Sensors comprise a large group of devices used for the detection or (semi-)quantitative determination of target analytes and for the determination of physical parameters. The role of sensors in sustainable chemistry cannot be overlooked, as they may offer reliable, fast and in situ alternatives to established analytical determination methods, which are often tedious and time consuming, and have additional requirements for proper waste management. On the one hand, sensors (or at least their recognition elements) can be considered to be a particular research field of nanocatalysts. On the other hand, novel sensors can find potential applications in many different research areas, ranging from ‘basic’ parameters such as temperature and pH in physics to single molecule detection in biology. The fast progress of both nanoscience and nanotechnology has contributed enormously to the development of novel sensing devices and materials (selectivity, sensibility, miniaturization, etc.).
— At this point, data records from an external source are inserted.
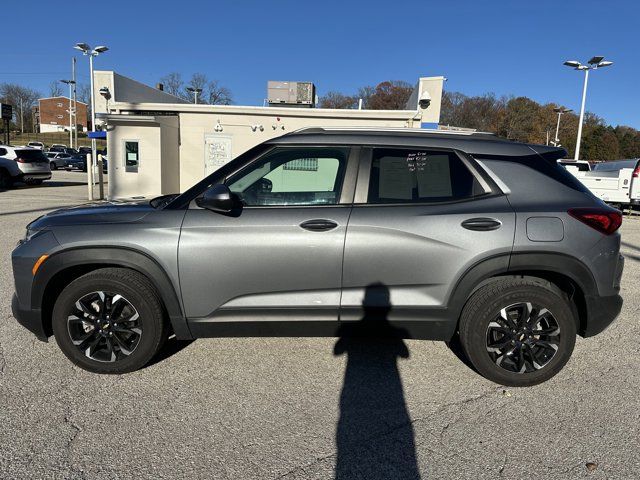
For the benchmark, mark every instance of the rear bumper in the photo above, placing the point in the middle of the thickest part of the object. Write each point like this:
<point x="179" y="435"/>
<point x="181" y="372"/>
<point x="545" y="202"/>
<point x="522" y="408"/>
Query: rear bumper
<point x="36" y="176"/>
<point x="602" y="311"/>
<point x="30" y="319"/>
In addition confinement effects can provide unprecedent properties; the concept of confined spaces is currently being explored in various single molecule detectors, which are especially important in biological applications (nucleic acids, peptides, proteins and other biomolecules), but also for chemicals, polymers, (micro)pollutants, and so forth.262–264 Advanced examples include the detection of purine bases in DNA by Au NPs confined in MFI zeolites,265 the detection of H2O2 at 30 nM sensitivity level by CNTs-based electrochemical sensors,266 the conversion of the redox properties of various analytes to a detectable ionic current267 and the model-free dynamic observation of enzymatic activity in nanopores.268 Chapter 12 introduces the fundamental concepts of sensing and presents a case-study on Au NPs for the detection of bisphenol A with very low detection limits.